Azure Analysis Services offers a tiered pricing model, allowing you to select the appropriate capacity for your workload. Scaling is primarily achieved by changing the service tier and, within certain tiers, adjusting the number of compute units (for Premium tier).

Service Tiers

Azure Analysis Services is available in different service tiers:

Developer: For development and testing. Limited capacity.
Basic: For production workloads with moderate performance needs.
Standard: Offers more capacity and performance than Basic.
Premium: The highest tier, designed for large-scale enterprise workloads. It offers the most capacity, performance, and advanced features, including Query Scale-Out.

Scaling Up and Down

You can scale your instance up or down to adapt to changing needs:

Scaling Up: Moving to a higher service tier or increasing compute units (Premium tier) to handle larger data volumes, more concurrent users, or higher query performance requirements.
Scaling Down: Moving to a lower service tier or decreasing compute units (Premium tier) to reduce costs when demand is lower.

How to Scale Your Instance

Scaling can be performed through the Azure portal, Azure CLI, or PowerShell.

Using the Azure Portal

Navigate to your Azure Analysis Services resource in the Azure portal.
In the left-hand menu, under "Settings," click on Scale.
Select the desired Service Tier and, if applicable (Premium tier), adjust the Capacity (number of compute units).
Click Apply to save your changes.

Figure 1: Azure Analysis Services Scaling blade in the Azure Portal.

Using Azure CLI

You can use the az aas update command. For example, to change the tier and capacity:

az aas update --resource-group <YourResourceGroup> --name <YourAnalysisServicesName> --tier Premium --capacity 4

Using PowerShell

You can use the Set-AzAnalysisServicesServer cmdlet.

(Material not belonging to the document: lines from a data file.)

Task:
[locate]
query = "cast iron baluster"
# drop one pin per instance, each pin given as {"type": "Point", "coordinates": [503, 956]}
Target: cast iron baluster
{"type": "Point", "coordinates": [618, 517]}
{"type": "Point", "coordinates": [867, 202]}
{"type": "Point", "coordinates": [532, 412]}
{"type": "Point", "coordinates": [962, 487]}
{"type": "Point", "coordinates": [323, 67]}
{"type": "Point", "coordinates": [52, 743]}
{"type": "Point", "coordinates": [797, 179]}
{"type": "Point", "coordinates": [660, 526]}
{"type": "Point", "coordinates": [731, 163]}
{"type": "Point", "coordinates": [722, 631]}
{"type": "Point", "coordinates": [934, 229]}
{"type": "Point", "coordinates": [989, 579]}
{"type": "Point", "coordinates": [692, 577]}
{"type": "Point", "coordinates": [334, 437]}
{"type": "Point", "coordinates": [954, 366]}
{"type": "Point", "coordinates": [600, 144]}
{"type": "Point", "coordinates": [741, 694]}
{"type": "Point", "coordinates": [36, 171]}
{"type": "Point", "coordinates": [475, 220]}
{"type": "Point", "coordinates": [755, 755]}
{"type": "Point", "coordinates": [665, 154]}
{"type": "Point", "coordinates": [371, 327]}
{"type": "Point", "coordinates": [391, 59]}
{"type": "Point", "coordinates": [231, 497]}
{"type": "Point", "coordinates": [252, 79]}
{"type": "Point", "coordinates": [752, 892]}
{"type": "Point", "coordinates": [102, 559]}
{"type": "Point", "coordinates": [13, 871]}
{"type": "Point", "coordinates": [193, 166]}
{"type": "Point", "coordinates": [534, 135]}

Set-AzAnalysisServicesServer -ResourceGroupName <YourResourceGroup> -Name <YourAnalysisServicesName> -Tier Premium -Capacity 4

Query Scale-Out (Premium Tier)

For the Premium tier, you can enable Query Scale-Out to improve query performance and availability. This distributes read-only query workloads across multiple read-only replicas.

When enabled, read-only queries are automatically load-balanced across the primary server and its read-only replicas.
The primary server handles all write operations (e.g., data refreshes, model changes).

Configuring Query Scale-Out

Query Scale-Out is configured in the Scale-Out section of the Analysis Services resource in the Azure portal.

Navigate to your Analysis Services resource.
Under "Settings," click Scale-out.
Toggle Query scale-out to On.
Configure the number of read-only replicas.
Note the read-only connection string provided, which clients should use for read queries.

                    Important Considerations for Scale-Out:
                    Query Scale-Out is only available in the Premium tier.
Ensure your client applications and reporting tools are configured to use the read-only endpoint for queries.
Monitoring query performance is crucial to determine the optimal number of read-only replicas.

                

Monitoring and Performance Tuning

Regularly monitor your Azure Analysis Services instance's performance metrics to identify bottlenecks and adjust scaling as needed. Key metrics include:

CPU utilization
Memory usage
Query latency
Data refresh duration
Concurrent user connections

Azure Monitor provides comprehensive tools for tracking these metrics.

Choosing the Right Capacity

The optimal capacity (service tier and compute units) depends on several factors:

Data volume: Larger models generally require more memory and compute.
Query complexity: Complex queries consume more CPU.
Concurrency: The number of users or applications querying the service simultaneously.
Refresh frequency and duration: Frequent or long-running refreshes impact available resources.

It's often recommended to start with a reasonable capacity and then monitor performance, adjusting as necessary based on real-world usage.